Wednesday, July 22

 

Our Mother the Church



From the Barberini Rxultet roll, Apostolic Library, Vatican


Some of our readers were surprised (pleasantly so, if the comments are any indication) by my depiction below of the Church as a woman, catching the blood of the crucified Christ in a chalice. Reader Sandra Miesel (who has forgotten more than I will ever learn) pointed out it is a common bit of early medieval iconography, and it pops up in other variant forms elsewhere. (For one thing, the Woman Clothed with the Sun in the Apocalypse doubles as the Church as well as the Virgin Mary). One occasional trope actually shows the Church issuing forth from Christ's side on the cross, like Eve did from Adam's rib, an interesting intersection (and in some cases, inversion) of natural birth, rebirth, femininity and masculinity, and the Old and New Covenants.

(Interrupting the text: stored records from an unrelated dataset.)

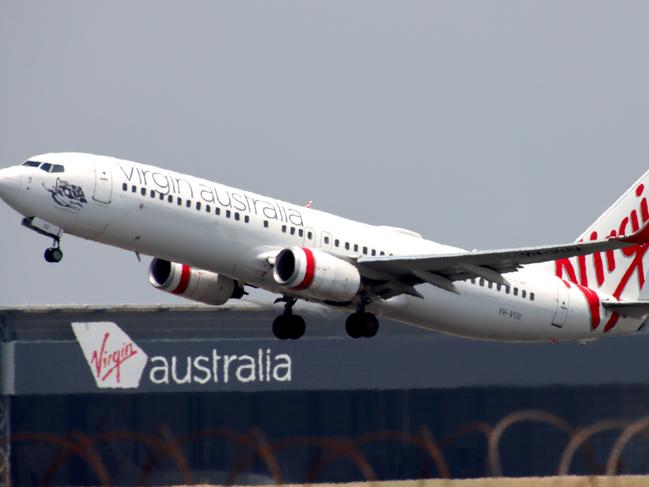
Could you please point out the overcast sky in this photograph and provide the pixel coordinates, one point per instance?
(479, 124)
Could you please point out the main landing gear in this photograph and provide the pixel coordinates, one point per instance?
(287, 325)
(362, 324)
(358, 324)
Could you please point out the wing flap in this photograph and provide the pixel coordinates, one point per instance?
(442, 269)
(488, 264)
(632, 309)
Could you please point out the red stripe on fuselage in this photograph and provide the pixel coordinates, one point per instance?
(184, 280)
(310, 270)
(593, 305)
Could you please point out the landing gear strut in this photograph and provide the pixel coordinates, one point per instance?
(361, 323)
(287, 325)
(54, 253)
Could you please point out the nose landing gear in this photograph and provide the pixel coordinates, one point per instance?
(53, 254)
(287, 325)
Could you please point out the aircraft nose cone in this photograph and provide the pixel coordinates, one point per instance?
(9, 183)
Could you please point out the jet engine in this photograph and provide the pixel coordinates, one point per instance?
(316, 274)
(195, 284)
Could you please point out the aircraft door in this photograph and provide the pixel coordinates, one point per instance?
(563, 306)
(325, 240)
(103, 184)
(308, 238)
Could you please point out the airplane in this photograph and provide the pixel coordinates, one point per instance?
(208, 241)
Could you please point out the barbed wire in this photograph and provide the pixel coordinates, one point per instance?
(253, 446)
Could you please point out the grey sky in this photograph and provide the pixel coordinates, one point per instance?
(480, 124)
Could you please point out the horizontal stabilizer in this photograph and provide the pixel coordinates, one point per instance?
(632, 309)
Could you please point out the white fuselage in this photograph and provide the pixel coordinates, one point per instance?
(210, 226)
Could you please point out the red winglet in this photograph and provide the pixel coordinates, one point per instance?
(640, 237)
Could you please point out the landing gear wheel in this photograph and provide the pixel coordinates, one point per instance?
(370, 325)
(361, 324)
(353, 325)
(53, 254)
(289, 326)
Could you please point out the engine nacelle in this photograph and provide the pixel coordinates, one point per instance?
(316, 274)
(195, 284)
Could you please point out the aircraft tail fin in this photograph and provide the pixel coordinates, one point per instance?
(618, 273)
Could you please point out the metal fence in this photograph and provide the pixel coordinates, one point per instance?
(253, 446)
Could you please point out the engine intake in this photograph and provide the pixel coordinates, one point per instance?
(316, 274)
(198, 285)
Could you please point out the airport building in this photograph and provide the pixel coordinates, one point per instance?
(164, 395)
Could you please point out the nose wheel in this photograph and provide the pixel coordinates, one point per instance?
(54, 254)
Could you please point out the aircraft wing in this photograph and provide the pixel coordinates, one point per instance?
(403, 272)
(633, 309)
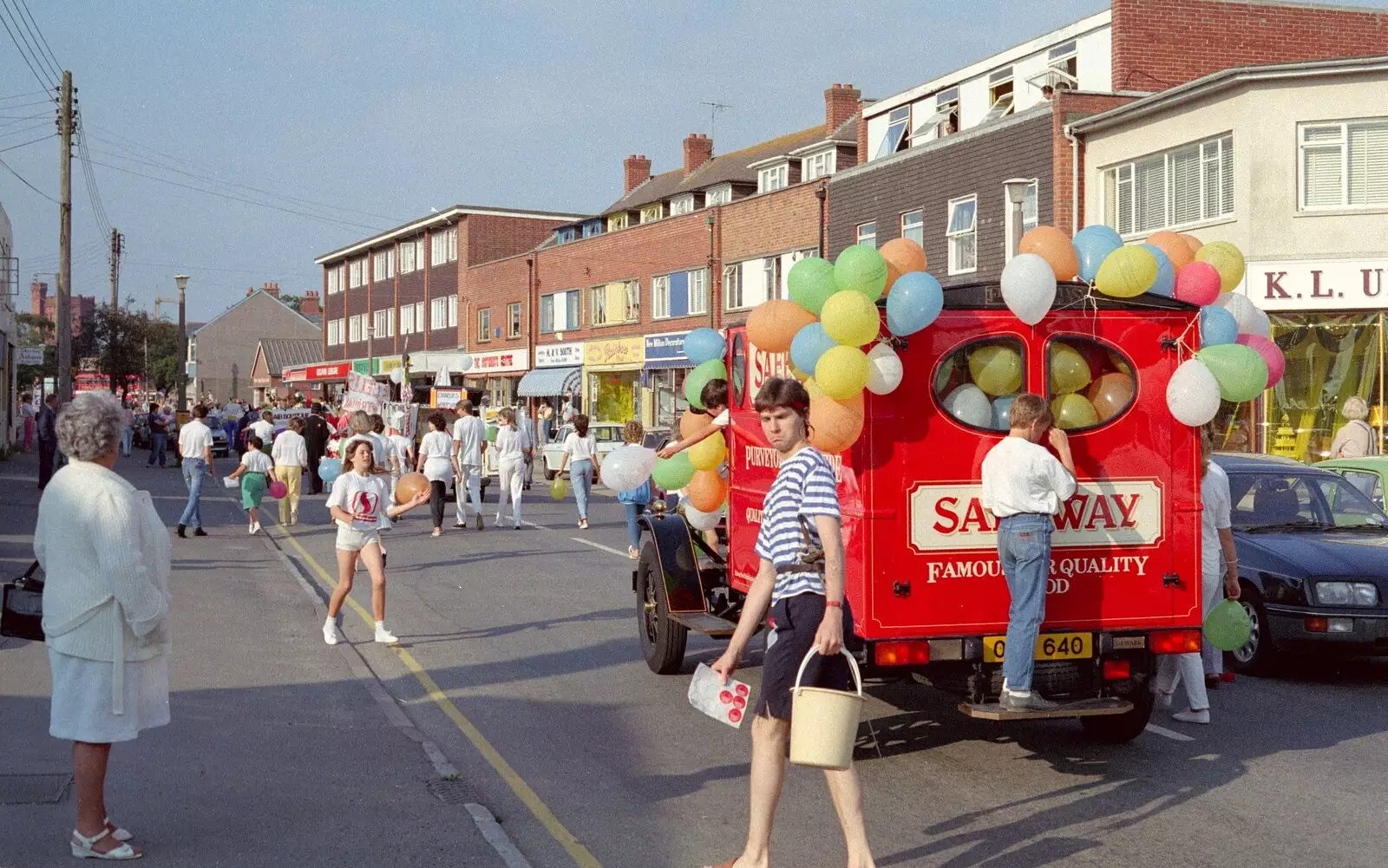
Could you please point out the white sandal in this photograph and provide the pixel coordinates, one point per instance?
(82, 847)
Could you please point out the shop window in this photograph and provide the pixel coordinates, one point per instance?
(1089, 383)
(976, 384)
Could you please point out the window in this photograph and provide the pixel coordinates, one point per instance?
(913, 226)
(964, 235)
(1177, 187)
(1344, 166)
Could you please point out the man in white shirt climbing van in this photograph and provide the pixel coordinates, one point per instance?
(1024, 487)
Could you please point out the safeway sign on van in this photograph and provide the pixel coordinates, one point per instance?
(1101, 513)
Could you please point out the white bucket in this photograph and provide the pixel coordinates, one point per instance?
(823, 722)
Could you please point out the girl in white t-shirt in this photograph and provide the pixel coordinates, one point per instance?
(360, 505)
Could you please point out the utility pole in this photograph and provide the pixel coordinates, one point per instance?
(66, 240)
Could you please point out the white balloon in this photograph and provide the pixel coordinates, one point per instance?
(885, 369)
(1029, 287)
(1193, 393)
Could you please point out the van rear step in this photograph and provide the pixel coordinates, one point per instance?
(1083, 708)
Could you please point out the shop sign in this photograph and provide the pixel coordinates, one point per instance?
(1318, 284)
(617, 352)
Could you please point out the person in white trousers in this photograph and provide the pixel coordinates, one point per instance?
(513, 446)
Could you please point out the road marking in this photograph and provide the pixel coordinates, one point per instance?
(527, 796)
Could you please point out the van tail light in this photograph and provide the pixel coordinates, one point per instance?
(901, 653)
(1176, 643)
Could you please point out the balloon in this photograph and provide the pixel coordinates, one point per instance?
(1110, 394)
(672, 473)
(835, 425)
(1272, 356)
(774, 323)
(913, 303)
(1094, 245)
(902, 257)
(850, 317)
(1228, 261)
(1055, 247)
(1197, 284)
(1073, 412)
(969, 405)
(1218, 326)
(1165, 284)
(843, 372)
(1128, 272)
(861, 270)
(996, 369)
(1193, 394)
(1029, 286)
(885, 370)
(1069, 370)
(703, 345)
(809, 344)
(811, 284)
(707, 491)
(1175, 247)
(1240, 370)
(1228, 627)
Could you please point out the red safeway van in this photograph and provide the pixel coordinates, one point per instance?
(922, 571)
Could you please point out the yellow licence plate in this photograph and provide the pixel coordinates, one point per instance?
(1050, 646)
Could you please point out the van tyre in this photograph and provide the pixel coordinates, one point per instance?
(663, 639)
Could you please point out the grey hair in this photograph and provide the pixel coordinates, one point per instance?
(90, 426)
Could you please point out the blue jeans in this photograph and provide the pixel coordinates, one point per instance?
(194, 470)
(580, 473)
(1025, 551)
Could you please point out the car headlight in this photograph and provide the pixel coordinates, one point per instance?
(1346, 594)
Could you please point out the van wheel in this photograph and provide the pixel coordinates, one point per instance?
(663, 639)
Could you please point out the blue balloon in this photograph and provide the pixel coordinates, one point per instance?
(913, 303)
(1094, 245)
(704, 345)
(1165, 284)
(809, 345)
(1218, 326)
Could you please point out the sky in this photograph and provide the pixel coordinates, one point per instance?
(365, 115)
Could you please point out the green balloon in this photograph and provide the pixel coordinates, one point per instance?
(811, 284)
(1240, 370)
(861, 270)
(672, 473)
(714, 369)
(1228, 625)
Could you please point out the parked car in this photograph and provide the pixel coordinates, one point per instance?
(1312, 560)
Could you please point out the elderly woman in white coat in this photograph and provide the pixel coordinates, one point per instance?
(106, 604)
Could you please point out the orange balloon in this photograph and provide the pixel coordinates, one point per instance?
(1176, 249)
(902, 256)
(1055, 247)
(774, 323)
(835, 425)
(707, 491)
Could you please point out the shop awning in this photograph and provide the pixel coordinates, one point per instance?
(548, 382)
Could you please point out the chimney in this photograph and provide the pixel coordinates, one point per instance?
(841, 103)
(698, 148)
(638, 171)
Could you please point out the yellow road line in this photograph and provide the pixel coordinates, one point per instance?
(532, 800)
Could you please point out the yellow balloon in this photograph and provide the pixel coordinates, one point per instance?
(850, 317)
(843, 370)
(1228, 261)
(1073, 412)
(1069, 370)
(710, 453)
(996, 369)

A few examples follow below:



John Singer Sargent's allegorical image of the Church as part of his (at times controversial) fresco cycle for the Public Library in Boston, one of my favorite painting sequences.




Allegorical figure of the Church, Bamberg Cathedral, Germany. Usually such figures feature a chalice and a cross with a pennon hanging from the shaft or crossbar, presumably missing here.




Note the figure of the Church in the lower right-hand corner
. (Source).


Related to this are various allegorical personifications of the Papacy specifically, or of Faith in general.



Moretto da Brescia, Allegory of Faith, 1540.



Vermeer's own Allegory of Faith, one of his less characteristic works, though perfectly iconographically comprehensible.



Personifications of the Church (or Faith, or the Papacy) and the Holy Roman Empire (or possibly the House of Austria) in an initial letter of one of the July volume of the Acta Sanctorum, 1727.


I also recall a very fine figure of the Church Militant in full mail on the tomb of Leo XIII but can find no photos currently.